Stage 4: Notify. Execute notification obligations based on the assessment. If GDPR Article 33 applies, the 72-hour clock is running. Assign one person to own the supervisory authority notification. Prepare a factual, non-speculative account of what is known. Do not delay notification pending full information — partial notification within the deadline is compliant; delayed full notification is not. Notify affected data subjects if Article 34 thresholds are met.
Stage 5: Remediate. Address the root cause, not just the symptom. A hallucination incident caused by inadequate output review requires a change to the review workflow, not just correction of the specific output. A shadow AI incident caused by lack of policy awareness requires training, not just a reprimand. Remediation actions must be documented with an owner and a completion date.
Stage 6: Learn. Every AI incident is a signal. Conduct a structured post-incident review within two weeks. What detection gap allowed this to occur? What policy, technical, or training change would prevent recurrence? Document findings in the incident log and update the relevant governance procedures. Feed findings back into the governance framework.

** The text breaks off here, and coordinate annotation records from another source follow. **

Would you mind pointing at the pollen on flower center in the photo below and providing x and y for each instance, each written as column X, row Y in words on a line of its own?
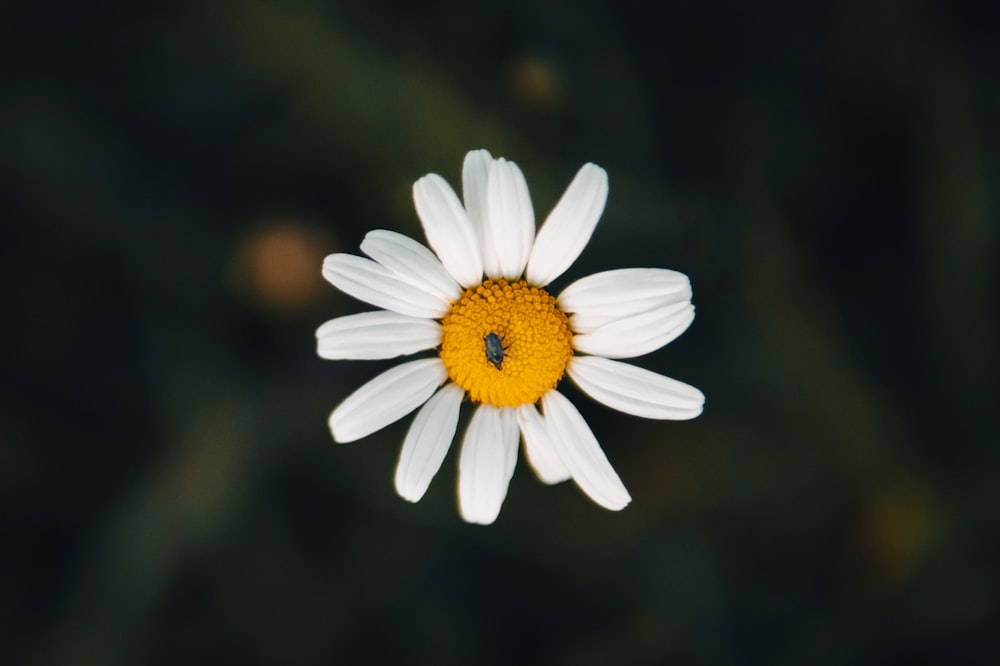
column 534, row 333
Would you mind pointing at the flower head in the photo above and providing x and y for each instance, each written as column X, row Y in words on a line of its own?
column 500, row 338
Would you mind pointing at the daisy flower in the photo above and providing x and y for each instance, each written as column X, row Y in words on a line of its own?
column 500, row 339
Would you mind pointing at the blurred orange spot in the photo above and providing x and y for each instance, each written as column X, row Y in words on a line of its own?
column 279, row 266
column 534, row 82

Your 4-Hour Incident Response Checklist
When an AI incident is first reported, the first four hours determine whether the response is controlled or reactive. This checklist is designed to be run by one person — the designated AI incident owner — without requiring external legal input immediately.
Within 30 minutes: Confirm the incident has occurred and categorise it (use the five categories above). Assign containment lead. Initiate containment actions. Begin documentation — timestamp every action from this point.
Within 1 hour: Complete initial scope assessment. Determine whether personal data is involved (GDPR trigger). Determine whether a high-risk AI system is involved (EU AI Act trigger). Brief the CEO or DPO.
Within 2 hours: Determine whether GDPR Article 33 notification is required. If yes, the 72-hour clock is running — assign the supervisory authority notification to a named owner. If uncertain, treat it as required until legal advice is obtained. Notify affected internal stakeholders.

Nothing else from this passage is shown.